To prepare for the 2020-2021 school year, he said, the Fordham Forward Task Force worked with deans, faculty, and staff to create a flexible hybrid model of instruction, ensure that facilities were safe and sanitized, and outline a detailed approach to monitoring the health of the community. To create a contingency budget, Father McShane and the cabinet studied 18 different scenarios and found that the University needed to close a gap of $105 million. Thanks to several different steps, including the utilization of unspent money from endowment funds, the University is now approximately $16 million away from a balanced budget for the 2021 fiscal year.
Fordham raised $52,338,612 in donations last year, down substantially from the $67 million that was raised the previous year when it closed the $175 million Faith and Hope Campaign for financial aid. Father McShane noted that planning has begun for Fordham’s next campaign, which will focus on the student experience. While donors have shown enthusiasm for the campaign, he said, “there is also some hesitancy about entering the public phase of the campaign before late in the fall of 2021.”
Last year, the University experienced its 28th year of application growth. As a result of the pandemic, 2,059 students enrolled at the end of the cycle—a decline of roughly 200 from last year. Fordham offered admission to 52.5% of those who applied. The incoming class has an average GPA of 3.64, Father McShane said, and boasts greater diversity than last year’s new cohort. Thirty-nine percent of incoming students are from traditionally underrepresented groups, up two percentage points from last year’s count. And 108 students were enrolled in the University’s HEOP program.

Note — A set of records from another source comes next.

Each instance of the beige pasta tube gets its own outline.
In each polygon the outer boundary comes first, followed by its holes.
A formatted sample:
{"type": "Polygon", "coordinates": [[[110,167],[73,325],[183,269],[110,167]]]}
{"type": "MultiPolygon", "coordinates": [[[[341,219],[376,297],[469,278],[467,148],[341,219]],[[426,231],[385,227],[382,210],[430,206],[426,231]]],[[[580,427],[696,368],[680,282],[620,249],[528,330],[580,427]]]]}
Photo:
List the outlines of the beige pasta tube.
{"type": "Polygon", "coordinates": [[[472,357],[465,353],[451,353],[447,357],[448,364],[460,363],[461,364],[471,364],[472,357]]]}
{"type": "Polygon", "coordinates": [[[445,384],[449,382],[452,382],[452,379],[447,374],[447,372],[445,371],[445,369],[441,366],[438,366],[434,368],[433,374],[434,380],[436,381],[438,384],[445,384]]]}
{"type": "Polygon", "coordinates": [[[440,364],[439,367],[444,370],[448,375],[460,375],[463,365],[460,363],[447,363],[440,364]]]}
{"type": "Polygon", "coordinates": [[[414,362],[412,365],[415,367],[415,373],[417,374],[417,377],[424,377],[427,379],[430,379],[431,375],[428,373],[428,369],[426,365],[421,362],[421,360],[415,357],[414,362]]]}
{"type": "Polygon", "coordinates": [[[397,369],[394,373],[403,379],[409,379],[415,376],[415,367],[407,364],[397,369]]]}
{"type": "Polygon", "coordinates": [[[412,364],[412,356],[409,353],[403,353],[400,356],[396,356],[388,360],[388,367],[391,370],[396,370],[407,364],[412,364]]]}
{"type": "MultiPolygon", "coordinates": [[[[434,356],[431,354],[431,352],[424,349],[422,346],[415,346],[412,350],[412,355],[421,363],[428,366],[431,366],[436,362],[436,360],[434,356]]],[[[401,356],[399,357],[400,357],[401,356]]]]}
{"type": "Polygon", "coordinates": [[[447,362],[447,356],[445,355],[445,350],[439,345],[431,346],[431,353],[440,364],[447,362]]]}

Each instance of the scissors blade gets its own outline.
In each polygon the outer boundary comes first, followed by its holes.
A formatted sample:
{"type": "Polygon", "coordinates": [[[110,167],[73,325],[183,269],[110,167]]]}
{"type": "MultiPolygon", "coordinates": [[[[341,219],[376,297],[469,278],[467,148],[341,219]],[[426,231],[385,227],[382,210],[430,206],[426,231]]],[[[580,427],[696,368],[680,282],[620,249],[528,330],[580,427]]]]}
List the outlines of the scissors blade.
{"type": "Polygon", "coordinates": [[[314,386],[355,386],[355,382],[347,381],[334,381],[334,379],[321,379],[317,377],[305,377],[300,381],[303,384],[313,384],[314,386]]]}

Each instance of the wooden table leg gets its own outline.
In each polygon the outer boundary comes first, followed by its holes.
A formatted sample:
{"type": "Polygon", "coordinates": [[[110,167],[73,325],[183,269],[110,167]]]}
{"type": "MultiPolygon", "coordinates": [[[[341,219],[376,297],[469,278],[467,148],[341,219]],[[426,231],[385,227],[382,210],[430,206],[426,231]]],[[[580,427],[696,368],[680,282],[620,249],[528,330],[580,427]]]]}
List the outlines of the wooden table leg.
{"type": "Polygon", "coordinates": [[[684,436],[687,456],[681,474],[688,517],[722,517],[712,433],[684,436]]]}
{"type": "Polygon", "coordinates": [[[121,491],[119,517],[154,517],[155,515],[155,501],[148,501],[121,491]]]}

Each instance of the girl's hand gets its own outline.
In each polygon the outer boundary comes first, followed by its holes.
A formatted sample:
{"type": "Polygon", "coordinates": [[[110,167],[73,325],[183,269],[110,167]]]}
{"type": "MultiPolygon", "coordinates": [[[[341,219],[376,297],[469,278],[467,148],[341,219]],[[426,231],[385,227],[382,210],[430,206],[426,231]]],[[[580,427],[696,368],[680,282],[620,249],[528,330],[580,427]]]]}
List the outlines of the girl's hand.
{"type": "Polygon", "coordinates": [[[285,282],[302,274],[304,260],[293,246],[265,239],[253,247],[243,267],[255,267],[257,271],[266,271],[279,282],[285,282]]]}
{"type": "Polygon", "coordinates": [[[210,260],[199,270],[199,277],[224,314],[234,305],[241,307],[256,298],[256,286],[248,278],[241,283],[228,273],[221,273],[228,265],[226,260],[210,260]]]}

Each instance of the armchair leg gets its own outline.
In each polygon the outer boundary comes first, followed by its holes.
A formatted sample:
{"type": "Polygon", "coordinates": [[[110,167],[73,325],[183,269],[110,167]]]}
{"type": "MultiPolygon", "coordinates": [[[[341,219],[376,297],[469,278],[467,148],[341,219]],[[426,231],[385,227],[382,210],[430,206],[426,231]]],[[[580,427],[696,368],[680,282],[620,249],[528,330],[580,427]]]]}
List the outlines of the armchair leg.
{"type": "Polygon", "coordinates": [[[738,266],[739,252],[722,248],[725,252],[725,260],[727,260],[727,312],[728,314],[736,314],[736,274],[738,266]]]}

In light of the pandemic, Father McShane said the University had to increase its financial aid budget in order to enroll the entering class and make it possible for many upper-class students to return.

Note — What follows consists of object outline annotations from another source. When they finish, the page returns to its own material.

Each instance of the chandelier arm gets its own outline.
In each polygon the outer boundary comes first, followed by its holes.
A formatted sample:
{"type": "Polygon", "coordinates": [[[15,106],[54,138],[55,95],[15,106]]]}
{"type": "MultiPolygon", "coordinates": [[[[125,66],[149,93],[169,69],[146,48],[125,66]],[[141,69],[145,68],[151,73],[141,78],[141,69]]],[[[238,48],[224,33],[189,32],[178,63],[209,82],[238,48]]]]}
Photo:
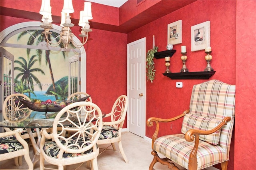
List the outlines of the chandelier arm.
{"type": "Polygon", "coordinates": [[[44,32],[44,35],[45,36],[45,38],[46,38],[46,40],[47,41],[47,42],[48,43],[48,44],[51,46],[51,47],[57,47],[57,46],[59,46],[59,45],[60,45],[60,44],[61,42],[61,36],[60,36],[60,40],[59,40],[59,41],[58,41],[57,43],[53,43],[52,42],[52,41],[50,41],[48,39],[48,36],[47,36],[47,34],[46,34],[46,31],[45,31],[44,32]],[[52,46],[52,45],[57,45],[56,46],[52,46]]]}
{"type": "Polygon", "coordinates": [[[74,45],[74,46],[76,48],[80,48],[81,47],[82,47],[83,46],[84,46],[84,45],[85,44],[85,43],[86,43],[88,40],[88,32],[86,32],[86,39],[85,40],[85,41],[84,42],[84,37],[83,37],[83,42],[82,43],[82,44],[80,46],[79,46],[77,45],[77,44],[75,43],[75,42],[74,42],[74,41],[73,40],[73,37],[72,37],[72,38],[71,38],[71,41],[72,42],[72,44],[73,44],[73,45],[74,45]]]}

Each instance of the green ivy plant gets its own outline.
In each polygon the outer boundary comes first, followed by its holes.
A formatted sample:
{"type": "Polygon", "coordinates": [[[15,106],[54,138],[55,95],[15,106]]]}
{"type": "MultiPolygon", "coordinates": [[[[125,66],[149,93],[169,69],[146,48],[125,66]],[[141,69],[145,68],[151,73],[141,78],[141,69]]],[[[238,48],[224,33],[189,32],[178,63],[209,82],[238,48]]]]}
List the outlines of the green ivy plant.
{"type": "Polygon", "coordinates": [[[154,57],[154,53],[157,52],[158,47],[155,46],[153,49],[152,49],[148,51],[147,56],[146,56],[146,76],[147,76],[147,81],[150,80],[152,83],[153,80],[155,79],[155,66],[153,59],[154,57]]]}

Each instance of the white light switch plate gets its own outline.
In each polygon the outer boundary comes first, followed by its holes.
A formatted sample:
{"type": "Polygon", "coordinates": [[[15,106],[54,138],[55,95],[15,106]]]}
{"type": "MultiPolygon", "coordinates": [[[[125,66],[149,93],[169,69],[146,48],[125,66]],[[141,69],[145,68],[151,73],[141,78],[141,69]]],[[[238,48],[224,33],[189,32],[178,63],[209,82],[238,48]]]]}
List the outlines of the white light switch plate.
{"type": "Polygon", "coordinates": [[[177,88],[182,88],[183,84],[182,82],[176,82],[176,87],[177,88]]]}

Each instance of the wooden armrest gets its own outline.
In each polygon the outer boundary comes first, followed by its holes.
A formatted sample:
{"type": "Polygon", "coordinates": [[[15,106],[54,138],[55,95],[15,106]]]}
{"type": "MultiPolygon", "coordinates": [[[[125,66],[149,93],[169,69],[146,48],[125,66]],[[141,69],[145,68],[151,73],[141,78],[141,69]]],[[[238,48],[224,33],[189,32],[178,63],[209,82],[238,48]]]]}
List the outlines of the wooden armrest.
{"type": "Polygon", "coordinates": [[[227,122],[230,121],[231,120],[230,117],[225,117],[218,126],[211,130],[202,130],[198,129],[190,129],[188,130],[185,134],[185,139],[188,142],[192,142],[195,138],[194,135],[199,136],[199,135],[205,135],[213,133],[221,129],[223,126],[226,124],[227,122]]]}
{"type": "Polygon", "coordinates": [[[215,132],[220,129],[222,127],[226,124],[227,122],[230,121],[230,117],[225,117],[218,126],[213,129],[209,130],[200,130],[196,129],[190,129],[185,134],[185,139],[188,142],[192,142],[195,140],[195,144],[189,155],[189,165],[193,164],[193,162],[197,162],[196,154],[199,144],[199,135],[207,135],[215,132]]]}
{"type": "Polygon", "coordinates": [[[154,117],[149,118],[147,120],[147,125],[148,126],[152,126],[154,122],[156,123],[156,130],[155,131],[155,132],[154,133],[154,134],[153,135],[153,136],[152,137],[152,148],[153,148],[154,142],[155,142],[156,140],[158,138],[158,135],[159,130],[159,122],[172,122],[183,117],[186,114],[188,113],[189,113],[189,110],[187,110],[184,111],[184,112],[183,112],[182,114],[181,114],[176,117],[174,117],[174,118],[171,118],[170,119],[162,119],[161,118],[158,118],[154,117]]]}

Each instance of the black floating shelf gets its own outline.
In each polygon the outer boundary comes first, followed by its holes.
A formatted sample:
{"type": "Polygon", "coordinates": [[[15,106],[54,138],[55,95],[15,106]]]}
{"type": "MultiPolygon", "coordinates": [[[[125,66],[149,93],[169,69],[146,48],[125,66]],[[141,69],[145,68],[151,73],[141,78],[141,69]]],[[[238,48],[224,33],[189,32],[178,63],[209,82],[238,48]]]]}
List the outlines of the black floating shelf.
{"type": "Polygon", "coordinates": [[[172,79],[209,79],[216,71],[163,73],[172,79]]]}
{"type": "Polygon", "coordinates": [[[166,51],[156,52],[154,53],[154,57],[157,59],[164,58],[165,57],[172,57],[175,52],[176,52],[176,50],[167,50],[166,51]]]}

Fordham also made several key new hires, including Tyler Stovall, Ph.D., dean of the Graduate School of Arts and Sciences. The University welcomed 45 new scholars, including six endowed professors and 34 tenure-track faculty members. More information about them will be available shortly in a traditional opening-of-school memo.
In his address, Father McShane said that this year’s U.S. News & World Report rankings were embargoed for a few more days, but that he would share the results soon.
On Sept. 14, Father McShane announced that Fordham “saw a significant turnaround,” rising from #74 to #66, a rise of eight spots in one year. Looking more closely at the numbers, this year Fordham is at #41 among private research universities in the country; #7 among research universities in New York state; #6 among Catholic research universities; and #4 among Jesuit research universities.
Over the course of the year, U.S. News released other rankings for Fordham schools, including the School of Law, which jumped from #39 to #27. (Read more about Fordham’s rankings.)
At the end of his speech, Father McShane thanked the Fordham community for their tireless work for the University and its students, especially at an unprecedented time in history.
“Your generosity of heart and devotion to the mission of the University fill me with hope, as we face this most challenging year in our history together,” Father McShane concluded. “My friends, my sisters and brothers, my colleagues, my companions in mission: we will get through this … Of that I am certain.”